Dans cette rubrique des 101 personnes qui font le cyclisme français, le légendaire Julien Absalon a déjà eu droit à son portrait. Si la retraite du vosgien a retiré une belle chance de médailles et de succès à la France, celle-ci peut toutefois compter sur une nouvelle génération dorée de vététistes talentueux, véritable armada trustant régulièrement les top 10 des classements. Parmi eux, Titouan Carod et Jordan Sarrou ont déjà figuré dans ces pages, Victor Koretzky et Stéphane Tempier connaîtront leur tour prochainement, mais l’article du jour concerne l’aîné d’entre eux, leur grand frère en équipe de France, Maxime Marotte. Voici donc son portrait.
 

Son parcours :

A une autre époque, dans un autre temps, Maxime Marotte aurait sûrement pu entrer au panthéon du VTT. Pilote précoce et particulièrement doué, il s’est rapidement révélé comme l’un des meilleurs mondiaux, capable de se hisser dans le top 5 du classement général final de la Coupe du Monde à seulement 24 ans. Mais Maxime Marotte est également un homme malchanceux, rencontrant sur sa route des étoiles du cross-country, des champions imbattables, s’accaparant les victoires d’une manière tout à fait tyrannique. Commençant sous l’ère Julien Absalon, l’alsacien a rapidement vu l’incroyable Nino Shürter s’affirmer en accédant aux cimes du VTT mondial, et enfin le néerlandais Mathieu Van der Poel accéder à son tour au cercle très fermé des triples vainqueurs de manches dans une même saison de coupe du monde.

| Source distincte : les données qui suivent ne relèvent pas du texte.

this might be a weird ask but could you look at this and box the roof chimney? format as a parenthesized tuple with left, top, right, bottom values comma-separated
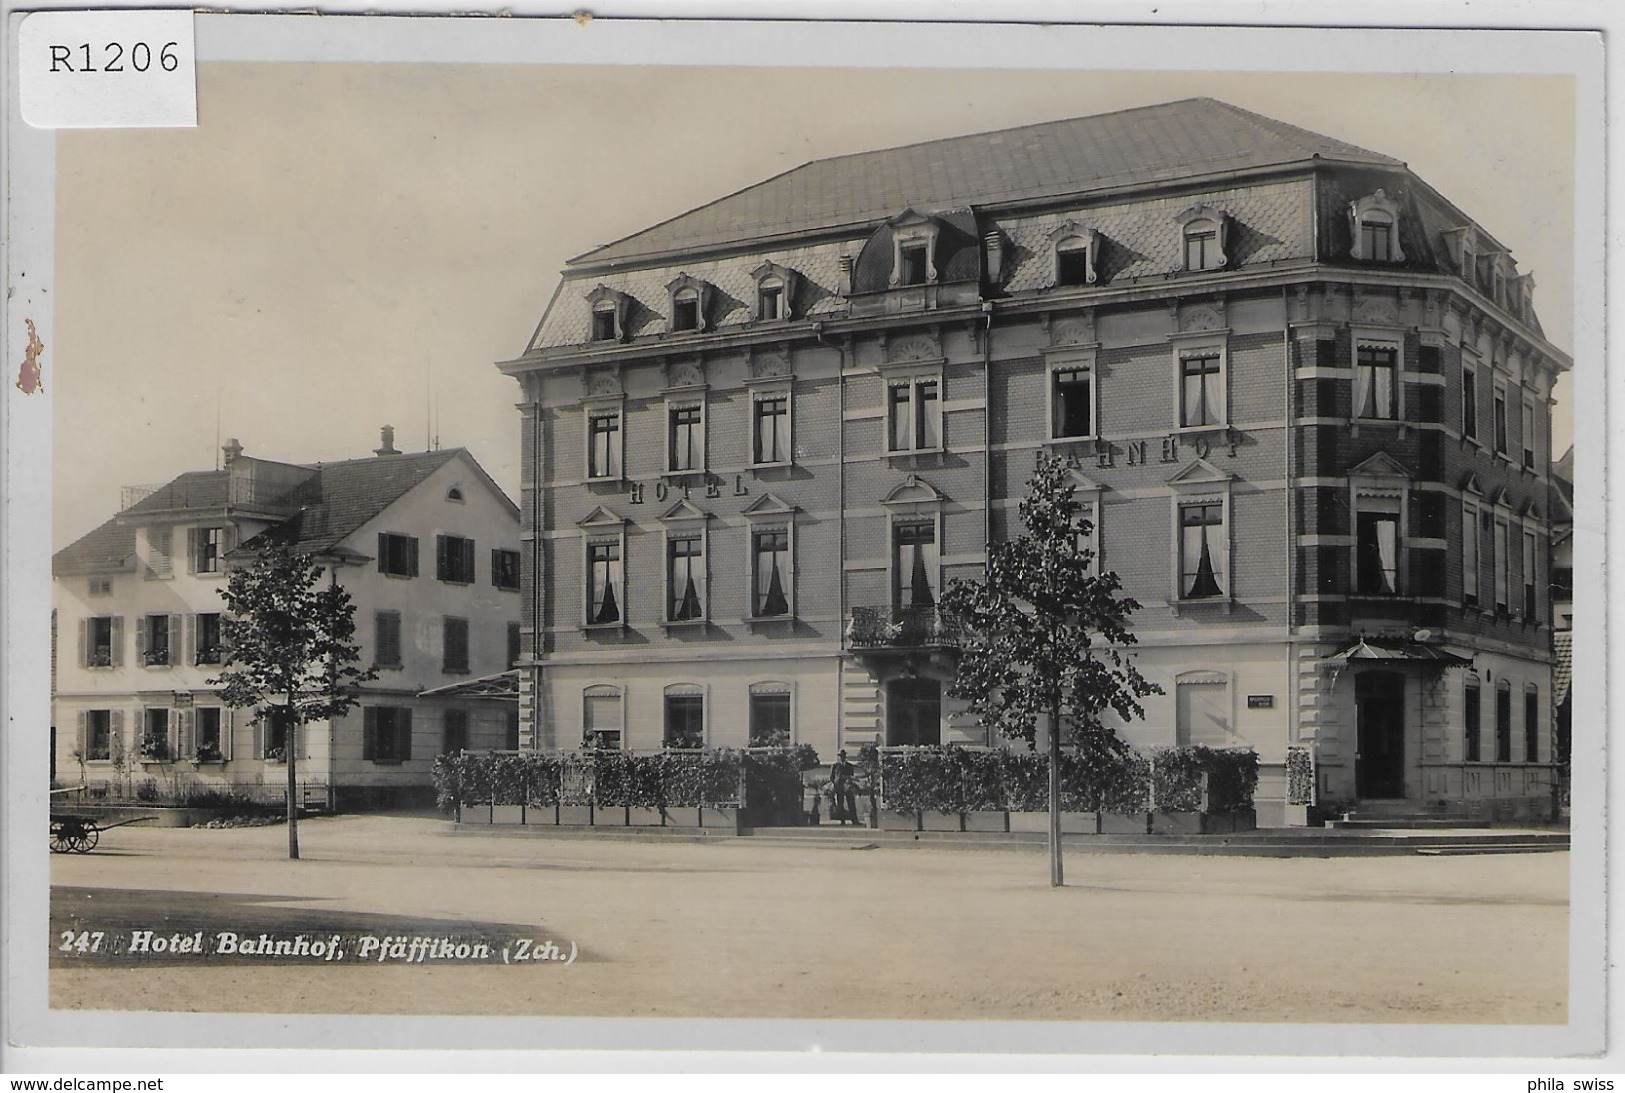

Toute sa carrière, Maxime Marotte a donc lutté parmi « les autres » pour en devenir le meilleur, derrière les envolées ahurissantes des monstres de son sport, dans un peloton au niveau relevé et au rythme relevé. D’ailleurs, dès 2010, l’alsacien s’affirme dans cette compétition pour les accessits. Longtemps gêné par une luxation de l’épaule en 2009, il effectue alors sa saison de pleine forme dans le prestigieux monde des élites. Surprenant par ses performances, il parvient à se classer deuxième des championnats de France, laissant la médaille d’or à l’intouchable Julien Absalon. De plus, cette année est également révélatrice de ses qualités au plus haut niveau. Coureur particulièrement endurant, il dévoile de beaux atouts en termes d’endurance, en remportant notamment l’épreuve nationale de VTT Marathon. Toutefois peu explosif, il est mis en difficulté par le punch de concurrents comme Alexis Vuillermoz. Ce manque à gagner le contraindra durant toute sa carrière, malgré des progrès notables effectués dans ce domaine.

L’année 2011 est celle de la maturité parmi les élites, de l’affirmation au milieu des cadors. Auteur de son premier podium en Coupe du Monde à Offenbourg et finalement 5e au classement général final, barré des toutes premières places par les extraordinaires Kulhavy, Absalon et Shürter. C’est donc en profitant de la force collective de l’équipe de France que Maxime Marotte goûte à la saveur de l’or. Champion d’Europe du relais mixte en compagnie de Fabien Canal, Julie Bresset et Victor Koretzky, il endosse à merveille le rôle de pilote élite pour asseoir la victoire tricolore devant les armadas suisse et italienne.

La saison 2012 est quand à elle sous le signe de la déception. Orientant toute sa préparation sur les olympiques de Londres, faisant de l’épreuve mythique son principal objectif de l’année, Maxime Marotte tombe de haut lors de l’annonce de sa non-sélection, le DTN lui préférant logiquement Julien Absalon, mais aussi Stéphane Tempier et Jean-Christophe Péraud. Fustigeant le manque de respect des critères de sélection, clamant sa frustration de voire une olympiade se terminer d’une telle manière, répétant à qui-veut-entendre son mérite quant à une place parmi les trois hommes représentant la France, l’alsacien passe quelque peu à côté de sa saison, hors du top 10 en Coupe du Monde, prenant pour seul lot de consolation une victoire en Coupe de France.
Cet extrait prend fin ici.